In the coming years, more nation-states will organize exercises and simulations to expose their offensive cyber capabilities and enhance their deterrent effect. However, in all likelihood this will not be enough.

Nation-states are forced to conduct cyber-attacks in real situations and against real targets, such as terrorist or activist groups, industrial plants, or possibly even against other states, and claim responsibility in order to increase their cyber deterrence. In May 2012, U.S. Secretary of State Hillary Clinton announced that U.S. cyber specialists attacked several al-Qaeda recruitment websites. This serves as a strong, deterrent political message of intent to use cyber weapons, and a glimpse into the future of cyber warfare.

Escalation is always a risk when cyber players deploy greater offensive capabilities. As history has shown, one event can lead to another, and spark greater conflicts. Releasing cyber weapons can also bring about unexpected side effects, the worst of which being total darkness of the unpredictable and interlinked digitalized world. Cyber deterrence within the area of operations may be very difficult to limit.

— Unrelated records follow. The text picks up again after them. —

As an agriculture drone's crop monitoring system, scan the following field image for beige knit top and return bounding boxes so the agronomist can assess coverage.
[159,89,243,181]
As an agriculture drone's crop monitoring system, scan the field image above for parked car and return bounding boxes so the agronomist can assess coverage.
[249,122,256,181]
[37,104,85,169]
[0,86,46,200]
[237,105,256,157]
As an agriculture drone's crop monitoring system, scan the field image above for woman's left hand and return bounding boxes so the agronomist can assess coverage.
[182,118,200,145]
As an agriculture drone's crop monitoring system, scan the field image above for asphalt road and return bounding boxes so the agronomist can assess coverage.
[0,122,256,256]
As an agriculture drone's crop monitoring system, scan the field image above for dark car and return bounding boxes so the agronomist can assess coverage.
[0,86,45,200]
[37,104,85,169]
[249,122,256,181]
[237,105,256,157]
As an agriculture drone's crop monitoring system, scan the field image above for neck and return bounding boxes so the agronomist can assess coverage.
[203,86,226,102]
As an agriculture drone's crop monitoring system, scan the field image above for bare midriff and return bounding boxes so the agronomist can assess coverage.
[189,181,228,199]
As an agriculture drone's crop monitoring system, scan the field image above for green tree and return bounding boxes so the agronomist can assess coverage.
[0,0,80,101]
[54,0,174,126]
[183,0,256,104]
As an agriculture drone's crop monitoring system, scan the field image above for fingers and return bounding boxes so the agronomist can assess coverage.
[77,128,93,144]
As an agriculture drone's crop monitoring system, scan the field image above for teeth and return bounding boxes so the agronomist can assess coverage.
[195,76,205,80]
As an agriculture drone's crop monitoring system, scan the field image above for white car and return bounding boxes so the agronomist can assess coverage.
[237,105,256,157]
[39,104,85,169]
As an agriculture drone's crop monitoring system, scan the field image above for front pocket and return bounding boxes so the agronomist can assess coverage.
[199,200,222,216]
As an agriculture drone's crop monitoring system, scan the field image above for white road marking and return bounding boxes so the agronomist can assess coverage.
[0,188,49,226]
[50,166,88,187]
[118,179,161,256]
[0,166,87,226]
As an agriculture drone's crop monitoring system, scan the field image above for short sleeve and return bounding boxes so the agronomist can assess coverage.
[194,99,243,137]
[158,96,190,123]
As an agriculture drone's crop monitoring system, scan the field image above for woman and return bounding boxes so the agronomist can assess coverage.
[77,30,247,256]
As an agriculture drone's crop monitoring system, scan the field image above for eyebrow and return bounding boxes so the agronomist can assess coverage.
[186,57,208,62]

While secrets cannot be used as deterrents, revealing too much information about cyber weapons’ capabilities can allow your adversaries to close the vulnerabilities these weapons exploit, and solidify their defenses. Excessive cyber capability openness can accelerate the cyber arms race even more, and in ways that might be self-defeating. However, deterrence is much more viable if adversaries understand that the digital infrastructure is resilient, that credible threat detection and prevention systems are in place, and counterattack mechanisms are in place.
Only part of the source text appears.